Дома первым делом я пошёл в душ. Хотелось смыть с себя запахи травмопункта, остатки геля с тела и дурные мысли из головы. Из душа, не вытираясь, шлёпая босыми мокрыми ногами по скользкому каррарскому мрамору, я добрался до холодильника, достал бутылку вина и, слушая, как набирается вода в ванную, как был, голый, встал перед окном. Дежурный красивый вид на город был на месте. Я пил прямо из горлышка и смотрел на чистое, безоблачное небо, на живущий своей жизнью человеческий муравейник. Ощущение одиночества охватило меня. Мне казалось, что все эти люди внизу – вместе и заодно, а я выброшен из обычной жизни, изолирован от здоровых людей, отодвинут на обочину, как поломанная машина.
Погрузившись в ванную, я впервые за это время расслабился. Тело окутывала тёплая нега, приятно и успокаивающе пахла пена, которую мне как-то тысячу лет назад подарила сестра. Вот и пригодился твой «девчачий подарок», милая. Надеюсь, ты не обиделась, что я назвал его «девчачьим». Это вообще-то была огромная корзина с бьюти-примочками в баночках и бутылочках, на каждой из которых гордо красовалось «for men».

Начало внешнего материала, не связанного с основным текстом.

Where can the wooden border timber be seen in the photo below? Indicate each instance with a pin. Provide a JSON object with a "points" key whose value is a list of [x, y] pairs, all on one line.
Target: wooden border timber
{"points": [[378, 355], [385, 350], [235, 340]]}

Теперь, достигнув некоторого дзена, я разрешил себе, наконец, посмотреть на опухоль. Под рядом волосков явственно было видно тонкую розовую бороздку, похожую на свежий шрам. Чуть повернувшись на левый бок, так что опухоль оказалась над водой, я пальцами обеих рук потянул кожу в разные стороны. Когда тоненькая бороздка начала раскрываться, я чуть не закричал от ужаса и отвращения. Распаренная мыльная кожа была мягкой и податливой. Крови не было. Набрав в лёгкие побольше воздуха и сжав зубы, я продолжил разрывать кожу. Боли я не ощущал, будто края раны просто слиплись. Верхняя половина опухоли, снизу ограниченная волосками, вдруг вздрогнула. Я отдёрнул руки. Кожа поползла вверх, и я увидел, как обнажилось содержимое. Белое скользкое яйцо с тёмной серединкой. Я вытянул шею. Тёмная серединка дёрнулась, и я осознал, что смотрю в … глаз.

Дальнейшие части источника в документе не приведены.